Saturn
Author: María Izquierdo
Name: Saturno (Saturn)
Date: 1935
Material: Watercolor on paper affixed to cardboard
Dimensions: Unknown
Location: Lost
In 1936, French writer Antonin Artaud spent time in Mexico, where he developed a close friendship with María Izquierdo. Artaud praised her work for embodying what he called the “Indian spirit,” a profound connection to Mexico’s pre-Hispanic cultural roots, in contrast to the influence of Western intellectual traditions that he observed in other Mexican painters. When Artaud returned to France, he took approximately 40 of Izquierdo’s paintings, intending to exhibit them in Paris in 1937. However, following the exhibition at the Van den Berg Gallery in Montparnasse, Izquierdo requested the return of her works, only to be told by Artaud that they had been stolen. Although Izquierdo consistently rejected the Surrealist label, Artaud’s praise and his emphasis on the dreamlike and primitive aspects of her painting contributed to reinforcing that association in both France and Mexico.
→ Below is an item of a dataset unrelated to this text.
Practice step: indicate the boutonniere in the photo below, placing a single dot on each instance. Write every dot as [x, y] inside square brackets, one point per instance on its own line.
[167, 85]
One of the standout works from this period is Saturn, one of the paintings that went missing after the Paris exhibition. While the figure of Saturn has traditionally been associated with melancholy and creative genius, Izquierdo offers a markedly different interpretation. In her painting, Saturn’s influence appears not as a source of inspiration but as a force of oppression, particularly affecting women. The composition depicts female figures in states of bondage and submission, evoking a sense of entrapment under the planet’s power. Desolate landscapes and symbolic elements, such as columns, celestial bodies, and stormy skies, intensify the scene’s emotional charge, recasting Saturn as an agent of gendered domination. This reversal challenges conventional readings of the planet’s meaning and positions Izquierdo’s work within a broader critique of patriarchal structures, drawing on astrological imagery to articulate a distinctly feminist perspective.